Quartz Hill New Security Procedures

By Tyler Sinness, Staff Writer

In a new move, Principal Zach Mercier announced the school’s plan to increase security measures even farther than the measures that have been taken over the past year. “We’re very excited for this new chapter in this pris- erm, I mean, school’s history,” the principal announced in a statement, “Beginning next year, new security measures will be implemented into the school, such as the use of barbed wire fencing and a biometric ID system.” The new measures would further protect students from the threat of a school shooter, in light of the lack of laws passed at the federal level to effectively reduce the threat of gun violence, even as the threat continues to rise in American schools.

“We’re especially excited about the watchtowers,” Mr. Mercier added, “Twenty feet high, with your trusted security guards in the nest. I wouldn’t want to be caught on Clyde’s watch if you’re sneaking back in on phony lunch privileges.”

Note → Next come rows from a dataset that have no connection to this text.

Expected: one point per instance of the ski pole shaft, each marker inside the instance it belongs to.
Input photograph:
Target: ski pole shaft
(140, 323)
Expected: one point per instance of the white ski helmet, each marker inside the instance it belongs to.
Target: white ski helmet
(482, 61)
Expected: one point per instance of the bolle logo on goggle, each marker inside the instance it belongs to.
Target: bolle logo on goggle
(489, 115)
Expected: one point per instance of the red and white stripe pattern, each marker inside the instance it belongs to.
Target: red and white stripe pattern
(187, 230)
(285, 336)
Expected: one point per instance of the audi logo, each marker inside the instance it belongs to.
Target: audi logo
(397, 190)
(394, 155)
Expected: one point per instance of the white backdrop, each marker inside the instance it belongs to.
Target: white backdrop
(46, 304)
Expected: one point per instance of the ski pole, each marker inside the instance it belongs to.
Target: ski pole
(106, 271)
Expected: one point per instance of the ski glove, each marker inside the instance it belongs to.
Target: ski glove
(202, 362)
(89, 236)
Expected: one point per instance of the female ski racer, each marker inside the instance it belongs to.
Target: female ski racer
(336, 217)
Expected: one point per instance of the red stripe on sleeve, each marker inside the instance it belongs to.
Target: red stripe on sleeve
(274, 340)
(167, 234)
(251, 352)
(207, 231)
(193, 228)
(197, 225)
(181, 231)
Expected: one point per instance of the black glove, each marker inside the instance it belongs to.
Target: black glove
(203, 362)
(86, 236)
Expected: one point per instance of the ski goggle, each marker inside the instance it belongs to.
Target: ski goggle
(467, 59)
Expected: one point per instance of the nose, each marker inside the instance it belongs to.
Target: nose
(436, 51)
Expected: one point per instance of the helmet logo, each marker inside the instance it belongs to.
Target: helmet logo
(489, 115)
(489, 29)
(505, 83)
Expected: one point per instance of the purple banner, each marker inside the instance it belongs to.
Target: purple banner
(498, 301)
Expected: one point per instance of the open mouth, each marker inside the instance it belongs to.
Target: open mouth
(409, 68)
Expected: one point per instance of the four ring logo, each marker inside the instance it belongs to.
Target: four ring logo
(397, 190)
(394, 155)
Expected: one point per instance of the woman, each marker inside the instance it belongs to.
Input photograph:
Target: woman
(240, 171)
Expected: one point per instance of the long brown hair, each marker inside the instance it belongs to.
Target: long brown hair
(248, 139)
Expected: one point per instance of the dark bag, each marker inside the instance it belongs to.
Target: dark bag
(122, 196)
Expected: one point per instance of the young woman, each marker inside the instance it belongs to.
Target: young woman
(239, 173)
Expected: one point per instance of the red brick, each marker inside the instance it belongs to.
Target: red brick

Entering the school will soon have new precautions as well. Each student will have to perform a series of tests to prove the validity of their student identification. First, one must scan their right hand and right eye by a biometric scanner. Then, students must speak into an all-new voice recognition software (the funds for which were allocated from the budget for textbooks). Finally, every student must cite the alma mater by heart. If any of these tests are failed, the student will be escorted off campus, where they will promptly be handed a truancy ticket for missing class.

Parents and visitors will be required, upon entering the switchboard, to receive a pat down from a security guard before entering the premises, only to be escorted by said security guard throughout the campus. No visitors are permitted to make physical contact with students in fear that illicit items might be transferred, such as the infamous bagged lunch, which was already banned from entering campus through the switchboard this year.

The administration also planned to increase the severity of on-campus detention, renaming the program to the On-Campus Detention Center, complete with iron-barred holding cells and bunk beds. The Mock Trial team will decide the fate of every student sentenced to On-Campus Detention, ruling on how many days, months, or years they must remain in holding.

“Oh, and, if you could call me Warden instead of Principal, that would be great,” Mr. Mercier added.

Some students have complained about the plan, realizing that there would no longer be a place to hop the fence. Happy April Fools!